Market operators in the Nigerian Stock Exchange (NSE) are optimistic that the newly listings rules for companies intending to be quoted at the Exchange would yield the desired result over time.
Some of the operators who spoke to Premium Times said the new rules, which became effective from April 1, 2012, would boost investors’ confidence in the market as well as encourage and attract more participants from the various sectors of the economy.
A market analyst and chief executive officer of Resources and Trust Company Limited, a business advisory firm, Opeyemi Agbaje, said encouraging more firms to come to the floor, “not through cohesion, but through the improvement of the stock market itself and the cost of listing,” is a good step in the right direction.
“Clearly, if we get some key sectors into the market, the market will grow exponentially,” Mr. Agbaje said. “Key sectors like the telecoms, the upstream oil and gas, and even reforms in the solid minerals (getting huge mining companies to come into the country) will further boost performance of the market.”
Mr. Agbaje however said the current state of the market makes the NSE’s $1trillion market capitalisation for 2016 a difficult task. “If you look at where we are now, you’ll be concern about the realisation of the target,” he said. “I think we should focus on this kind of things that the Exchange is doing to encourage more firms to come to the market.”

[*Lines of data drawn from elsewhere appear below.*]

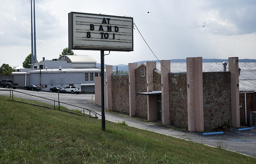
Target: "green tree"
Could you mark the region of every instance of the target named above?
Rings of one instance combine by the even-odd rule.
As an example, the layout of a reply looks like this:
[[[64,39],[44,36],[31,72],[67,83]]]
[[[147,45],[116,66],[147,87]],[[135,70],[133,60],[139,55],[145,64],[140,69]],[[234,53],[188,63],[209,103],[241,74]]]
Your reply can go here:
[[[3,64],[0,67],[0,75],[12,75],[13,70],[9,64]]]
[[[68,49],[68,48],[67,47],[63,49],[61,52],[61,54],[60,54],[60,57],[62,55],[75,55],[75,54],[74,54],[74,52],[72,50]]]
[[[35,56],[34,56],[34,59]],[[38,61],[37,61],[36,63],[38,63]],[[25,60],[22,63],[22,66],[25,68],[30,68],[31,67],[30,65],[31,64],[31,54],[30,54],[28,55],[28,56],[25,59]]]
[[[26,57],[25,60],[22,63],[22,66],[25,68],[30,68],[31,64],[31,54],[29,54]]]

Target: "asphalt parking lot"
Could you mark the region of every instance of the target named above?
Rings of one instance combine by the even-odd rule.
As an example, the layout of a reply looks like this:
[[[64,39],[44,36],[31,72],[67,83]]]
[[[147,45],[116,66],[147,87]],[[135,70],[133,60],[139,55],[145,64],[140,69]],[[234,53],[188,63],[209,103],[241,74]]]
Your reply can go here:
[[[6,89],[0,88],[0,94],[10,96],[10,91],[4,91]],[[15,90],[21,92],[26,93],[39,97],[47,98],[58,101],[58,93],[44,91],[35,91]],[[30,100],[44,101],[40,98],[33,97],[29,95],[14,91],[15,97],[22,98]],[[71,95],[66,93],[60,94],[60,101],[65,102],[79,106],[88,109],[101,114],[101,107],[94,103],[94,95],[93,94],[79,94]],[[48,100],[45,102],[50,103]],[[93,103],[92,103],[92,102]],[[66,106],[64,105],[63,106]],[[69,108],[75,109],[75,107]],[[195,142],[202,144],[210,146],[220,147],[225,149],[242,153],[256,157],[256,129],[238,131],[238,128],[231,127],[230,130],[226,130],[223,134],[210,135],[203,135],[203,132],[189,132],[186,130],[177,130],[172,129],[171,126],[163,126],[158,122],[147,122],[143,120],[134,119],[123,114],[106,113],[106,120],[117,122],[124,121],[128,126],[150,130],[174,137],[186,139]],[[100,116],[99,119],[101,119]],[[246,128],[241,127],[240,128]],[[107,128],[106,127],[106,128]],[[204,133],[214,132],[212,130],[205,130]]]

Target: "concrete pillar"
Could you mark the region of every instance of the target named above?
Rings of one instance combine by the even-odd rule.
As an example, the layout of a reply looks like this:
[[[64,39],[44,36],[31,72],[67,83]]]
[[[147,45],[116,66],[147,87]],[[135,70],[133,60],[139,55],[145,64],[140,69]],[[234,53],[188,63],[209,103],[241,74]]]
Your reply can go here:
[[[113,66],[106,66],[106,107],[109,111],[112,110],[112,86],[111,81],[111,74],[113,73]]]
[[[231,113],[232,126],[240,127],[239,109],[239,71],[238,57],[228,58],[228,70],[230,71]]]
[[[170,60],[161,60],[161,84],[162,85],[161,87],[162,119],[163,125],[170,124],[168,73],[171,71],[170,64]]]
[[[187,58],[188,124],[188,131],[203,131],[202,57]]]
[[[154,70],[156,68],[156,62],[155,61],[147,62],[147,92],[149,92],[154,88]],[[156,120],[156,97],[155,95],[147,96],[148,106],[148,121]]]
[[[138,66],[137,63],[129,63],[129,106],[130,116],[134,116],[136,113],[136,105],[135,94],[135,69]]]

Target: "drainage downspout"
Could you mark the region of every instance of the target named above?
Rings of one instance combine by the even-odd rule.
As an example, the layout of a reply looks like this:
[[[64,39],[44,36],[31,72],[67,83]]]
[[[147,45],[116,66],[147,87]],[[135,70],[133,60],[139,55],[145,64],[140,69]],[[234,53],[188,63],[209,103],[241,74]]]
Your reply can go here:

The Securities and Exchange Commission (SEC) last month gave a nod to the NSE on its amended listing rules, one of which stated that a company that sought listing must have been in operation for at least three years, as against the initial five years requirement.
The Exchange said it embarked on the review of the rules, including reinvigorating business development in order to achieve a market capitalisation of $1 trillion in five years; pay more attention to rule drafting and interpretation for market participants as well as aggressively pursue the listing of privatised government entities and significant corporations in different sectors.
“As far as investors are concern, if the revision of listings rules will make the capital market to bounce back, then we have no problem with that since this will also attract more companies to list at the Exchange,” the national chairman of the Progressive Shareholders Association of Nigeria (PSAN), Boniface Okezie, said.
“Three years tract record for companies that want to list at the Exchange is still okay. With the three years indices, investors can still adjudge their experiences, see how they have run the companies, and estimate whether they can stand the test of time. For instance, investors can look out for how much dividends have these companies been able to pay among their directors. That could be a good yardstick to judge them.”
On the NSE’s $1trillion market capitalisation target by 2016, Mr. Okezie said he does not see the NSE achieving that target.
“Anyway, anybody can dream, but it depends on when or if the dream will materialize,” Mr. Okezie said. “The Exchange is still dreaming, because I have not seen anything on ground to attract such. The regulators themselves have to wake up. The fact that they are still having overbearing influence on the Exchange is a hindrance to realising such target.”
On the on-going probe of the capital market and its regulator, he said the revelation from the probe has affected investors’ confidence in the market.
“The confidence is no more there,” he noted. “But that should not stop the probe. The ad-hoc committee should ensure the probe goes on. What we (PSAN) are still insisting is that the Director General of the Securities and Exchange Commission, Arunma Oteh, should step aside, because her image has been tainted. There is no credibility. She can’t preside over that commission with all the unlawful spending credited to her.
“If she continues to be there, then there will be no confidence in the market at all. The earlier she steps aside, the better for the market. Those allegations and counter-allegations do not augur well for the market. In a normal market, she would have resigned by now.”